El coronavirus se ha cobrado la vida de la misionera leonesa Carolina Martínez Fuertes, enterrada hoy tras fallecer en Madrid a los 83 años. Religiosa de la Sagrada Familia de Burdeos, llevaba un lustro en la capital tras pasar 40 años de su vida en África, 15 en Chad y 25 en Camerún.
Martínez entró como aspirante de la congregación en 1955. Al presenciar un ataque epiléptico en plena calle, decidió que compaginaría la vida religiosa con la enfermería. Recorrió varios puntos de España, pasando un tiempo en la Clínica Loreto de Madrid. Un día, “al comprobar cómo sacaron un dineral a una mujer a la que el parto se le complicó, sentí que tenía que irme a las misiones”.
Fue así como llegó en 1971 a Chad, a un pequeño pueblo de la Diócesis de Pala llamado Tagal. “Recuerdo perfectamente –rememora– los bailes de alegría de la gente al recibirme. ¡Incluso me invitaron a una boda!”. Su día a día era en un centro médico que se componía de una choza con techo de paja, junto a un cura francés y a una monja, donde recibían a todos aquellos que llegaban hasta ellos. Era una actividad incesante: “No conocía el idioma y tratábamos todo tipo de cosas, como el paludismo, el sarampión, la meningitis, partos, mordeduras de serpiente… La gente venía incluso de madrugada, andando durante kilómetros cargando a los enfermos en camillas construidas con trozos de palos. Era toda una aventura. Otras veces, éramos nosotros los que viajábamos a atender urgencias. Te podía pasar de todo por aquellas carreteras, desde que te sorprendiera un incendio hasta que te asaltaran unos soldados”.

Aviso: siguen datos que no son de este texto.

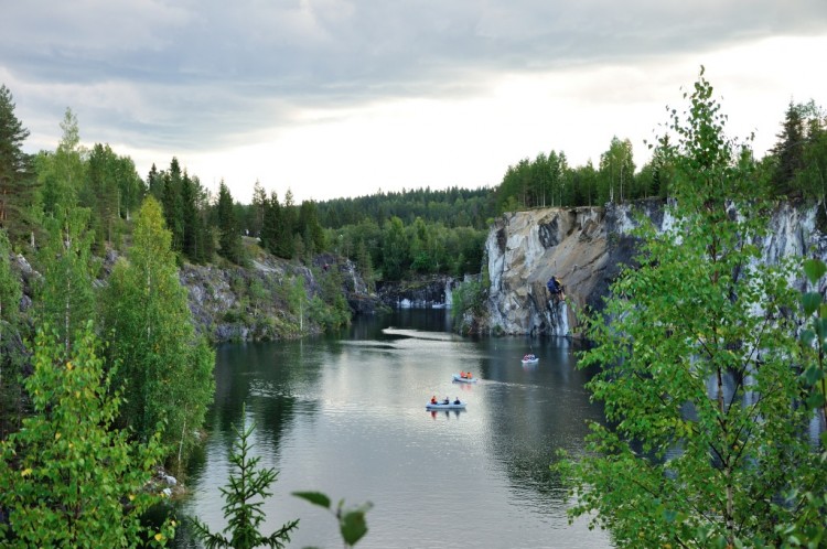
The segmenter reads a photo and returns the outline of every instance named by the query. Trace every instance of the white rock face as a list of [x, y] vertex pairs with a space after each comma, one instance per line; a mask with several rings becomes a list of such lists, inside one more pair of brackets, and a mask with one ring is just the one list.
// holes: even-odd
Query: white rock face
[[[659, 201], [503, 215], [485, 243], [488, 331], [574, 335], [577, 311], [600, 309], [620, 265], [632, 258], [634, 239], [629, 232], [640, 214], [660, 229], [673, 224]], [[767, 236], [756, 244], [766, 262], [791, 255], [827, 260], [827, 239], [816, 229], [815, 207], [778, 207]], [[552, 299], [546, 290], [552, 274], [562, 281], [566, 301]], [[791, 283], [799, 289], [805, 284], [803, 279]]]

A nivel de fe, era testigo de “un gran movimiento. Había unos 300 catequistas y unos 200 bautizos al año. Muchos por agradecimiento a nuestra labor. Recuerdo que salvamos a una mujer en un parto de gemelos. Ya tenía a otros 10 hijos y costó, pero salió adelante. Al domingo siguiente, vino toda la familia a la iglesia y dejó en el ofertorio todos sus símbolos paganos, convirtiéndose al cristianismo. Era una familia amplia…, comandada por el esposo, que era polígamo y venía con todas sus mujeres. Para bautizarles debían abandonar la poligamia, pero sí hacían vida de fe. Y no eran pocos los polígamos que se convertían; algunos, incluso, ¡con más de 100 mujeres!”.
Fue un tiempo “de gozo, maravilloso”, pero siempre condicionado por la guerra. En 1978, saquearon su comunidad y las dejaron sin nada, teniendo que salir fuera del país unos meses. Pudieron volver y estar ocho años más, hasta que su congregación la mandó a Camerún. Se fue con la alegría de conseguir la erradicación de varias enfermedades, como la viruela o la lepra.
En Camerún estuvo en una población mucho más grande, en Sir, en una región de montaña. “Contaba con un equipo –ilustra– de ayudantes, a los que mandaba a formarse a Yaoundé. La diócesis estaba muy implicada y contábamos con varias farmacias y centros de salud repartidos en varios puntos. Desarrollamos un buen programa en atención a los leprosos, pero, al sufrir unos cuantos asaltos, nos mudamos a la ciudad más cercana, Mokolo”.
Allí, además de sus charlas de formación a líderes comunitarios, le marcó una pastoral muy especial: “Visitaba a los presos en la cárcel. Era un penal con capacidad para 80 personas, pero había más de 800. Había celdas con 20 internos y tenían que turnarse para dormir. Era muy duro. Les llevaba medicinas, ropa y comida. Muchos estaban enfermos de sarna. Formé a dos voluntarios y creamos un medicamento con aceite de motor, azufre, petróleo y jabón… ¡Y se curaban!”.
Con todo (Martínez cogió varias enfermedades), ella era allí muy feliz. Pero, entonces, la llegada de Boko Haram a la zona acabó con todo: “Tras varios secuestros a religiosos, vino el embajador a vernos y nos dijo claramente que estábamos en la zona roja y que, si nos secuestraban, ellos no pagarían un rescate, teniendo que hacerse cargo la comunidad. Al no poder hacer frente, la congregación nos sacó de allí. Tuvimos que marcharnos a la carrera, quemando muchas de nuestras cosas en una hoguera de despedida”.
Tras un breve tiempo en Yaoundé, la misionera volvió a Madrid en 2014. En un reciente encuentro con Vida Nueva, intuía que ya no volvería a pisar el continente negro. Pero nada hacía pensar que, apenas unas semanas después, moriría afectada de coronavirus. Tras toda una vida derribando molinos de viento y dedicada a ser semilla que da fruto, Carolina Martínez, con toda certeza, ya respira el cielo de su África amada.